Возможно, ученым, ближе всех подошедшим к решению этого вопроса в прошлом веке, был антрополог и поэт Франц Штайнер, который умер в 1952 году. Штайнер прожил увлекательную, хотя и трагическую жизнь. Он был блестящим эрудитом, родом из еврейской семьи в Богемии, затем жил в арабской семье в Иерусалиме до изгнания британскими властями, проводил полевые исследования в Карпатах и дважды был вынужден бежать с континента из-за давления нацистов, а закончил свою карьеру — как бы иронично это ни звучало — на юге Англии. Большинство его близких родственников были убиты в Биркенау{106}. Легенда гласит, что он закончил восемьсот страниц монументальной докторской диссертации по сравнительной социологии рабства, но чемодан с его черновиками и исследовательскими заметками был похищен в поезде. Он дружил с Элиасом Канетти, другим еврейским беженцем в Оксфорде, с которым соперничал за романтическое внимание писательницы Айрис Мердок. В итоге Мердок предпочла Канетти — через два дня после того, как она приняла предложение от Канетти, Штайнер погиб от сердечного приступа. Ему было сорок три года.
Более короткая версия докторской работы Штайнера, которая всё же сохранилась, посвящена тому, что он называет «институтами, предшествующими рабству». Это исследование того, что происходит в различных культурных и исторических ситуациях с людьми, оказавшимися в одиночестве: изгнанными из своих кланов за долги или провинности; преступниками и беглецами (что примечательно, учитывая жизненную историю самого Штайнера). Суть работы заключается в том, что таких беженцев, как Штайнер, сначала принимали, относились к ним почти как к священным существам, а затем постепенно начинали принижать и эксплуатировать, опять же как это было с женщинами, работавшими на шумерских храмовых фабриках. По сути, история, рассказанная Штайнером, это история о коллапсе того, что мы бы назвали первой основной свободой (уехать или переехать), и о том, как это подготовило почву для потери второй (свободы не подчиняться). Это также возвращает нас к ранее высказанному тезису о постепенном разделении социального мира человека на всё более мелкие единицы, начиная с появления «культурных зон» (эта тема интересовала этнологов центральноевропейской традиции, в которой и был обучен Штайнер).
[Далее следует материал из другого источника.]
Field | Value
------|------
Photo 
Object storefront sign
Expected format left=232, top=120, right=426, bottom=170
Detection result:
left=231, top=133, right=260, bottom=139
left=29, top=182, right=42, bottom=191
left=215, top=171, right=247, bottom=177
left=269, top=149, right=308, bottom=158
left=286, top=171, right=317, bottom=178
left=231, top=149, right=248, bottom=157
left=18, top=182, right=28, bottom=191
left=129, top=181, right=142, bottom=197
Что происходит, спрашивал Штайнер, когда ожидания, делающие возможной свободу передвижения — нормы гостеприимства и убежища, вежливости и укрытия, — разрушаются? Почему это так часто приводит к возникновению ситуаций, в которых одни люди могут произвольно проявлять власть над другими? Штайнер провел тщательную детальную работу над различными примерами, начиная с амазонских уитото и восточноафриканских сафва и заканчивая тибето-бирманскими лушаи. В итоге он предложил один из возможных ответов на вопрос, который так озадачил Роберта Лоуи, а затем и Кластра: если общества без государства зачастую организуются таким образом, что вожди не имеют принудительной власти, то как вообще появились иерархические формы организации? Можно вспомнить, что и Лоуи, и Кластр пришли к одному и тому же выводу: скорее всего, они были результатом религиозного откровения. Штайнер предложил альтернативу. Возможно, предположил он, всё дело было в благотворительности.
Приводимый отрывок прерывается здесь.